Just as a caveat to other FreeBSD users: I've done very little testing of SLURM on 10.0 at this point.

I tend to shy away from dot-oh releases of anything and 10.0 introduces two major changes: A switch to clang as the base compiler as well as pkgng as the default package management system.

That said, I am running 10.0 on a few non-critical systems and have see remarkably few problems with it. There are still a few ports having issues with clang, but the base system seems to be rock solid.

Just the same, I'm sticking with 9.2 for critical production systems at least until 10.1 is out.

In the meantime, I would appreciate any feedback on the SLURM port under 10.x.

Regards,

    JB

On 2/21/14 8:52 AM, Bob Healey wrote:

I've compiled the various bits of data folks have asked me for off list to http://boyle.che.rpi.edu/~healer/slurm The biggest group I'm using for access control has 30 members. Groups are sourced from an external LDAP server.

System Details:
FreeBSD 10.0
Intel Atom D525
Compiler: Clang/llvm (FreeBSD 10 default compiler)

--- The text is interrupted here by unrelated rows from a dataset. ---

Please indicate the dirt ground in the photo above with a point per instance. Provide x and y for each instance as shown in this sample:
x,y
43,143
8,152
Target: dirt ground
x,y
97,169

My queues are working with the old configs that I wanted to migrate off of, so this is not urgent, and it sounds like I'm the first to try something odd like this.

Bob Healey
Systems Administrator
Biocomputation and Bioinformatics Constellation
and Molecularium
[email protected]
(518) 276-4407

On 2/20/2014 5:52 PM, Jason Bacon wrote:


Hello Bob,

FYI, the FreeBSD port is very new and the groups feature is untested as far as I know. If you can provide any additional information, such as a debugger stack trace from the crash, it might expedite a solution.

I'm currently working on the srun --pty flag and there are probably a few other issues I'm not yet aware of. If you discover any other issues, please report them to this list and I'll put them on the to-do list.

Regards,

    Jason

On 2/20/14 3:08 PM, Bob Healey wrote:

I am slowly migrating my slurmctld's from RHEL 5 to FreeBSD for greater reliability. My cluster support systems are all FreeBSD, and not accessible to end users. The RHEL 5 systems are all end user accessible. I've copied a working slurm.conf file over to FreeBSD, and slurmctld segfaults at startup if I have AllowGroups=Something in the partition definition. The group definitions are stored in LDAP if that makes a difference.

I'm running 2.6.4, as provided by the FreeBSD Ports tree.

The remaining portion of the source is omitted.